Dad rolled his eyes. “Hoo-boy. Here we go.”
“What’s this?” demanded my Aunt Ada. “Eileen’s hearing voices?”
(I have a lot of aunts. My father had six sisters, all of whom are still shuffling around this mortal coil. Only four were at the funeral, though. The other two ceased speaking to him years ago, and they declined to pretend to mourn him after we put him in his coffin with the assumption that he’d stay there.)
“Voices?” my mother said in alarm. “Are you hearing voices, Eileen?”
“No, not voices. One voice. His voice,” I croaked. “Mom, don’t you see — ”
“Eileen hears the voice of God!” Aunt Mary cried.
“Now you’ve done it,” my father said to me.
Aunt Mary is unhappy in the twenty-first century and says she should have been a medieval mystic. Considering that she l
ives on the seventeenth floor of a luxury condo overlooking Lake Michigan, I’m skeptical that the life of a twelfth century ascetic would have suited her as well as she believes; but there’s no denying that she has what might tactfully be described as a keen interest in the higher plane.
“God is speaking to our Eileen!” Aunt Mary said rapturously.
“Oh … not God, exactly,” I said.
Aunt Mary ignored me. “Eileen is experiencing a miraculous visitation!”
“Well, she got that right, at least,” said my father.
“I think I need a drink,” I said wanly.
Seven of my relatives immediately produced flasks. I accepted Joe’s.
As my mother helped me sit up, she said to the many Quinns who were by now gathered around us, “Her father’s death has been a shock to her.”
“I don’t see why,” Aunt Louise said stoutly. “My brother was a walking time bomb. Fabian paid no heed to his health! He ignored his doctor’s advice, ate like a pig, and never exercised. It was only a matter of time.”
“I never could stand that woman,” my father grumbled.
I took a nip of whiskey from Joe’s flask and then coughed. Chardonnay is more my speed.
“Why am I the only one who can hear you?” I asked.
Joe said, “Oh, I think Dad heard it, Eye. He just didn’t listen.”
“Because you’re the one who wanted to talk to me, Eileen.” My father made a sweeping gesture that encompassed the rest of the family as he added with some pique, “The only one, it seems.”

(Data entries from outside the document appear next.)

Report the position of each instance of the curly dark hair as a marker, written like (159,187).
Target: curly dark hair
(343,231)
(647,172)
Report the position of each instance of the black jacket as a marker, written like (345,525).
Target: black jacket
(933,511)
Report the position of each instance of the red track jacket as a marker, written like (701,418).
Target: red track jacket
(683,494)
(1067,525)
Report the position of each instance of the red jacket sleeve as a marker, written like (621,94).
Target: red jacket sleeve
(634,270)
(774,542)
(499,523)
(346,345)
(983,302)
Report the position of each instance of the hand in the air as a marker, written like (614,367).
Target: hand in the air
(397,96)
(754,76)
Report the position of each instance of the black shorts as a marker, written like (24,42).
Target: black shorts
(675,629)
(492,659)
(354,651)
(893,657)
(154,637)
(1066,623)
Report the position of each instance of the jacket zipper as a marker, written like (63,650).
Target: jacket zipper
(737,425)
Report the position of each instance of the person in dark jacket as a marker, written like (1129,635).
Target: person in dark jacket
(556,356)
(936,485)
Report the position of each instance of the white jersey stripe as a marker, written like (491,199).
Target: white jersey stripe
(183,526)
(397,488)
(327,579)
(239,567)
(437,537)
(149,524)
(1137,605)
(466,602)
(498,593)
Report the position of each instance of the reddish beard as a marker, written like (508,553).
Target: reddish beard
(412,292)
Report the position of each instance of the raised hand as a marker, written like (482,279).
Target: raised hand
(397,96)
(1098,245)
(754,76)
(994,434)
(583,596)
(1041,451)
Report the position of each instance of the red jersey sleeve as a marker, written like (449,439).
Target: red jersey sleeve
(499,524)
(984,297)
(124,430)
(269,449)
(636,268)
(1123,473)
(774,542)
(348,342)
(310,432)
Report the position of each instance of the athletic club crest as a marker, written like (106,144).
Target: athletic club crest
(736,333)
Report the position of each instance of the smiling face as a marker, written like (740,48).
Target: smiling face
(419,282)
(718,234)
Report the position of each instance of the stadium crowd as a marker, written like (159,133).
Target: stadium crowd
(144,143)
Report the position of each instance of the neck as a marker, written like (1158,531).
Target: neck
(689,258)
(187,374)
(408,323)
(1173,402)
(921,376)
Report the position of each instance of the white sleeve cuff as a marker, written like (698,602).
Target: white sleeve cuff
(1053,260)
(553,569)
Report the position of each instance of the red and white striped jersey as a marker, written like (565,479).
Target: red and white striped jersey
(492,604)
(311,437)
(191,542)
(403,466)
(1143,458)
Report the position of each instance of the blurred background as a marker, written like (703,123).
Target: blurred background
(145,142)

Since I was apparently communing with the dead, I decided that another slug of my brother’s whiskey was called for.
While the liquid fire burned its way down my throat, my dad said to me, “There I was, all set to go to my eternal rest … but then my only daughter stood beside my coffin and prayed, ‘If only I could see you once more. Speak to you one last time.’”
I stared at him in astonishment. I had indeed stood beside his embalmed corpse and expressed that silent wish only a few minutes ago. It’s the sort of thought that occurs at a moment like that — a moment when you naturally assume you won’t ever see someone again.